By clicking “Accept”, you agree to the storing of cookies on your device to help us understand how our site is used and improve user experience. View our Cookie Policy for more information.

Patient confidentiality

We respect your right to privacy and keep all your health information confidential and secure. It is important that the NHS keeps accurate and up-to-date records about your health and treatment so that those treating you can give you the best possible care.

This information may be used for management and audit purposes. However, it is usually only available to, and used by, those involved in your care. You have the right to know what information we hold about you. If you would like to see your records please contact the Practice Manager.

Importance of confidentiality

Confidentiality is a fundamental part of health care and crucial to the trust between doctors and patients. Patients entrust their practice with sensitive information relating to their health and other matters in order to receive the treatment and services they require. They should be able to expect that this information will remain confidential unless there is a compelling reason why it should not. All staff in the NHS have legal, ethical and contractual obligations of confidentiality and must ensure they act appropriately to protect patient information against improper disclosure.

Some patients may lack the capacity to give or withhold their consent to disclosure of confidential information but this does not diminish the duty of confidence. The duty of confidentiality applies to all patients regardless of race, gender, social class, age, religion, sexual orientation, appearance, disability or medical condition.

Information that can identify individual patients must not be used or disclosed for purposes other than healthcare unless the patient (or appointed representative) has given explicit consent, except where the law requires disclosure or there is an overriding public interest to disclose.
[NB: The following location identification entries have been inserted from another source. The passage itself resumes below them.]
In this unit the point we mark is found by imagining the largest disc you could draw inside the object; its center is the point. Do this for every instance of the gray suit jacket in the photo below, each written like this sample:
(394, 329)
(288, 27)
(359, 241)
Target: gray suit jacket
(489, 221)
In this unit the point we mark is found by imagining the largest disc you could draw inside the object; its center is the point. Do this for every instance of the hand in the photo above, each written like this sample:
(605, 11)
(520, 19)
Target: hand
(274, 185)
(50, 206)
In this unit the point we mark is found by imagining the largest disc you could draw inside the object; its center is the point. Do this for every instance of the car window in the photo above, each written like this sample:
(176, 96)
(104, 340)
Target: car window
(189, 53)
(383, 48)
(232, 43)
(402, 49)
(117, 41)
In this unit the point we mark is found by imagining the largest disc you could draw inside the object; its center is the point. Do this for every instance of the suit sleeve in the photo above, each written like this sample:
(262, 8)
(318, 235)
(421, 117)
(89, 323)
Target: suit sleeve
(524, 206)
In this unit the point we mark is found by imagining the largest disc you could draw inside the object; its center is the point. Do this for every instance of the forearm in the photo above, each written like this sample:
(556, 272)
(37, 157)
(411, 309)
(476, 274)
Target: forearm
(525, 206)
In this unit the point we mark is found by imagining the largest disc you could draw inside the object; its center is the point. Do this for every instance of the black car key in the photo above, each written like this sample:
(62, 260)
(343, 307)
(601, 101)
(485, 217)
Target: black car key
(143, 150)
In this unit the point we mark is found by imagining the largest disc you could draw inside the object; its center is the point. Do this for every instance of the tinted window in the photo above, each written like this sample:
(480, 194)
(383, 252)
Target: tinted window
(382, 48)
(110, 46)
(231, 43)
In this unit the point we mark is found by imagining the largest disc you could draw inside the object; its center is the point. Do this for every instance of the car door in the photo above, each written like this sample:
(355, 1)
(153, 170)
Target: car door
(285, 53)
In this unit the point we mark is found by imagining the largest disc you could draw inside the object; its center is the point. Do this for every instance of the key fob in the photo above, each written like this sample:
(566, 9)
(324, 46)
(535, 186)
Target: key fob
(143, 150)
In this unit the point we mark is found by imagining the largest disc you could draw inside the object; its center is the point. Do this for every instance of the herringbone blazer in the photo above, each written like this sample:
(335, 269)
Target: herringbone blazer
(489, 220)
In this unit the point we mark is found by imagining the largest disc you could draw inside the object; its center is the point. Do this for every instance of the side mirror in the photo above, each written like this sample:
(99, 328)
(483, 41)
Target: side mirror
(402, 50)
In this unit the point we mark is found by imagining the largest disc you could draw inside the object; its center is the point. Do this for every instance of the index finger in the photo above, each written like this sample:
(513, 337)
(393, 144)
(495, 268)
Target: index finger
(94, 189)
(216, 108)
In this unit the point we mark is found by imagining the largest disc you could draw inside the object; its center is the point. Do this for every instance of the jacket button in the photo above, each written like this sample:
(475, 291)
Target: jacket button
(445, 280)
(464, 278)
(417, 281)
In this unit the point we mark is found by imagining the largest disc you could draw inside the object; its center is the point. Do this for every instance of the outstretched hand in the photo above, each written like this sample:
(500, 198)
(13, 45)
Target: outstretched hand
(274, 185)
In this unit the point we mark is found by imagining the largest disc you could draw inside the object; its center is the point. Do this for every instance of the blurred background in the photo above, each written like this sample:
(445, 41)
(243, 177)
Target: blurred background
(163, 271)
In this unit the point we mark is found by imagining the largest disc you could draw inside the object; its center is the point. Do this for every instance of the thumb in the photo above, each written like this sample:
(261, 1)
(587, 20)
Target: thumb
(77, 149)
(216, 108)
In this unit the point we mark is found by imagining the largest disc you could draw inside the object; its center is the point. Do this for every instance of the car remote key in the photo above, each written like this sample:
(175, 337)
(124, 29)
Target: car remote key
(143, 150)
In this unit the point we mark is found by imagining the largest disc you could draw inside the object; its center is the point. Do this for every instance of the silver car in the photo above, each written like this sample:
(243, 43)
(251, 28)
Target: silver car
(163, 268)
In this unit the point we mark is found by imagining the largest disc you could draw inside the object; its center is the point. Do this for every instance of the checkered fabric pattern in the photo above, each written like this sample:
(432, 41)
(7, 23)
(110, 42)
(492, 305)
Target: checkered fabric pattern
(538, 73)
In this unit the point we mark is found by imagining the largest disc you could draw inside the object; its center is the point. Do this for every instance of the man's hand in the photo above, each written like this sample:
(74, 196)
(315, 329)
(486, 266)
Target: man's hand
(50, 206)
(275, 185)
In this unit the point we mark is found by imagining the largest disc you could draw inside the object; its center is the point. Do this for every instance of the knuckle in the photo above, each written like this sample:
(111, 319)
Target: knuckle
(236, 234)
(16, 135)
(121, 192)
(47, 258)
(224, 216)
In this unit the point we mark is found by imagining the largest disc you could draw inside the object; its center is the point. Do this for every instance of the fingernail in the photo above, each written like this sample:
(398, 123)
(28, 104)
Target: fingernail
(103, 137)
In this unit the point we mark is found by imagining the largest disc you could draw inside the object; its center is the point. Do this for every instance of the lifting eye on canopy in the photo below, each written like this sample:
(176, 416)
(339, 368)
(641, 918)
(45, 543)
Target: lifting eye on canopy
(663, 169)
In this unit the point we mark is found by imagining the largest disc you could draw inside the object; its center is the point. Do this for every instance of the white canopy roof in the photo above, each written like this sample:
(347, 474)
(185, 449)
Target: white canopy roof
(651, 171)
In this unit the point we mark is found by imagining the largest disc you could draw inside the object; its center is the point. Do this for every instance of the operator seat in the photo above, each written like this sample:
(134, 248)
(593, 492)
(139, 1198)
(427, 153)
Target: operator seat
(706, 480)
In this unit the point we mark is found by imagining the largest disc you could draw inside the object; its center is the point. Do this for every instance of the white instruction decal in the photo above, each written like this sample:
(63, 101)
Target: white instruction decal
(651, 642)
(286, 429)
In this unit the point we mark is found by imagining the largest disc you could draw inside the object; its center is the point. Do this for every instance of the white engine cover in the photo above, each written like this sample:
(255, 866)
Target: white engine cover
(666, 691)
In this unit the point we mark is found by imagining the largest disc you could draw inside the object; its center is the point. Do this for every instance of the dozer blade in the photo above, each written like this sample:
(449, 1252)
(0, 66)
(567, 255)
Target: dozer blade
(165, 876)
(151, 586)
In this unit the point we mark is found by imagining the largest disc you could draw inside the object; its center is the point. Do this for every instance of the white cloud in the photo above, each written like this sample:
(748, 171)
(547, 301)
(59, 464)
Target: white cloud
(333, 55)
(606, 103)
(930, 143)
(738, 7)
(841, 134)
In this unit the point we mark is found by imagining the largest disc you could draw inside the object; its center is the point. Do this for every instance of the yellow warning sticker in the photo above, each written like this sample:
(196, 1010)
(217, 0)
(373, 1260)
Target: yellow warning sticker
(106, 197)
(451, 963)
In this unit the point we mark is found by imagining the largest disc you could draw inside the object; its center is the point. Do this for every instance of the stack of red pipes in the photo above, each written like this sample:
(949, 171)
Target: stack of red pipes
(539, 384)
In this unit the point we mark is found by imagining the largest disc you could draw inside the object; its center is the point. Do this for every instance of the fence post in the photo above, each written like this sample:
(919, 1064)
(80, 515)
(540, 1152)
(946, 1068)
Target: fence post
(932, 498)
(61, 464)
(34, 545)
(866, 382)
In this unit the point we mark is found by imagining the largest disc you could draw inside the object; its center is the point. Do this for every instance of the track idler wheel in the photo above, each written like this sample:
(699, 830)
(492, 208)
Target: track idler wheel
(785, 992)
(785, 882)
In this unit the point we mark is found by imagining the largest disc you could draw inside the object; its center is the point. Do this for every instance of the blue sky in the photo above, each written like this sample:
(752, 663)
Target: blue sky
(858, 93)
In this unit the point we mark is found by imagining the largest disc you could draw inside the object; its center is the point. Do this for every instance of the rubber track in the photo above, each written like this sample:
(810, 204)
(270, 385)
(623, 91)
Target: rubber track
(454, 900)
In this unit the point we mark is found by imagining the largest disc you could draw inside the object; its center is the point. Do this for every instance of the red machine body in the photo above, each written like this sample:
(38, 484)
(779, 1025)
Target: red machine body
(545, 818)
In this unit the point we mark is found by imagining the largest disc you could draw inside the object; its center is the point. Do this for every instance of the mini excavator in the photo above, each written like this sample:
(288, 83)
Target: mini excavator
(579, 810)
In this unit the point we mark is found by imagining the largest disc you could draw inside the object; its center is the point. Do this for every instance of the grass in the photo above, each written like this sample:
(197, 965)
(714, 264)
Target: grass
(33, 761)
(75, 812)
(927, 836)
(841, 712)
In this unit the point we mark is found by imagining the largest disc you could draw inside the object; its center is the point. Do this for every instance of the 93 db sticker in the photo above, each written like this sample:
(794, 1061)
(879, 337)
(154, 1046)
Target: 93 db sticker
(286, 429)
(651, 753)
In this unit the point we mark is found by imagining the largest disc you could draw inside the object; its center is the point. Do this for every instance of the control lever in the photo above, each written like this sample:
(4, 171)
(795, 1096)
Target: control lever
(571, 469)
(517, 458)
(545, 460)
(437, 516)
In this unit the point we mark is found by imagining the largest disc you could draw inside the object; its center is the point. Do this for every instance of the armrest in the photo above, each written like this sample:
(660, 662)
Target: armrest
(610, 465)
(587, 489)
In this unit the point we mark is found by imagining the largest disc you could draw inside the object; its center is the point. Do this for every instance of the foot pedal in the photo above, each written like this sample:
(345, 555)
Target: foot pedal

All patient identifiable health information must be treated as confidential information, regardless of the format in which it is held. Information which is effectively redacted can be used with fewer constraints.

The confidentiality of other sensitive information held about the practice and staff must also be respected.

Obligations for all staff

All staff must:

  • always endeavour to maintain patient confidentiality;
  • not discuss confidential information with colleagues without patient consent (unless it is part of the provision of care);
  • not discuss confidential information in a location or manner that allows it to be overheard;
  • handle patient information received from another provider sensitively and confidentially;
  • not allow confidential information to be visible in public places;
  • store and dispose of confidential information in accordance with the Data Protection Act 1998 and the Department of Health’s Records Management Code of Practice (Part 2);
  • not access confidential information about a patient unless it is necessary as part of their work;
  • not remove confidential information from the premises unless it is necessary to do so to provide treatment to a patient, the appropriate technical safeguards are in place and there is agreement from the information governance lead or Caldecott Guardian;
  • contact the information governance lead or Caldecott Guardian if there are barriers to maintaining confidentiality;
  • report any loss, inappropriate storage or incorrect disclosure of confidential information to the information governance lead or Caldecott Guardian;
  • if applicable, document, copy, store and transfer information in the ways agreed with other providers (see Annex 1).

It is expected that members of staff will comply with the law and guidance/codes of conduct laid down by their respective regulatory and professional bodies.

Information disclosures

When a decision is taken to disclose information about a patient to a third party due to safeguarding concerns/public interest, the patient should always be told and asked for consent before the disclosure unless it would be unsafe or not practical to do so.

In the circumstances that consent cannot be sought, then there must be clear reasons and necessity for sharing the information.

Disclosures of confidential information about patients to a third party must be made to the appropriate person or organisation and in accordance with the principles of the Data Protection Act 1998 (Annex 1), the NHS Confidentiality Code of Practice, and the GMC’s Good Medical Practice.

Obligations of employers

The employers at the practice must ensure that confidential information can be stored securely on the premises and that there are processes in place to guarantee confidentiality.